Rainsy called back to court


via CAAI

Monday, 20 September 2010 20:42 Meas Sokchea

PHNOM Penh Municipal Court has ordered opposition leader Sam Rainsy to appear in court next Tuesday in connection with a two-year-old defamation and disinformation complaint filed by Foreign Minister Hor Namhong.

The summons, issued on September 9 by investigating judge Duch Kimsorn, did not bear the name of a plaintiff, but ordered the Sam Rainsy Party president to appear for questioning in relation to comments he made about Hor Namhong in 2008.

“If he does not appear as scheduled above, we will issue a warrant for his arrest,” the summons said.

In June, a French court upheld a defamation conviction handed down against Sam Rainsy in response to a similar complaint from Hor Namhong.

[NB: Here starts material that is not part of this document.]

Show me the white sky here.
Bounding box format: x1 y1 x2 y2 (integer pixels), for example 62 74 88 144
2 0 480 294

The case stemmed from passages in Sam Rainsy’s autobiography, Rooted in Stone, that allegedly accuse the foreign minister of heading the notorious Khmer Rouge prison at Boeung Trabek.

Sam Rainsy has been ordered to pay a token one-euro fine for damages.

Hor Namhong filed a complaint at Phnom Penh Municipal Court after Sam Rainsy repeated the accusation during a speech at the Choeung Ek killing fields site on April 17, 2008.
Before the September 9 summons, the court had not acted on the case.

Sam Rainsy’s lawyer, Choung Choungy, declined to comment in detail on the case, but said he had not decided whether he would appear at the court next week. He said he was curious why the court had not begun processing the case until recently.

SRP secretary general Ke Sovannaroth, meanwhile, said the summons was likely politically motivated.

“It is a political issue, and they will not stop – they will continue this attempt to ban nationalists from gathering to defend the nation,” she said.

Sam Rainsy, who is living in self-imposed exile in Europe, was sentenced to two years in jail in January after being convicted of uprooting demarcation posts on the Vietnamese border last year.

He also faces two other charges relating to maps he released while accusing Vietnam of territorial encroachment. The Municipal Court is expected to hand down its verdict in the latter case on Thursday.

Sok Sam Oeun, executive director of the Cambodian Defenders Project, said the two-year delay in the case presented no legal problems, but that the political nature of the charges could have influenced the timing of the summons.

Ou Virak, president of the Cambodian Centre for Human Rights, said a demand for symbolic restitution would constitute a suitable use of defamation laws.

But he expressed concern that the government was launching an all-out offensive against the SRP leader, using a barrage of state lawsuits to weaken his negotiating position in the event of a political settlement.

“I think the government is doing what it can to add on to its case against Sam Rainsy,” he said.

When contacted yesterday, Judge Duch Kimsorn declined to comment on the case.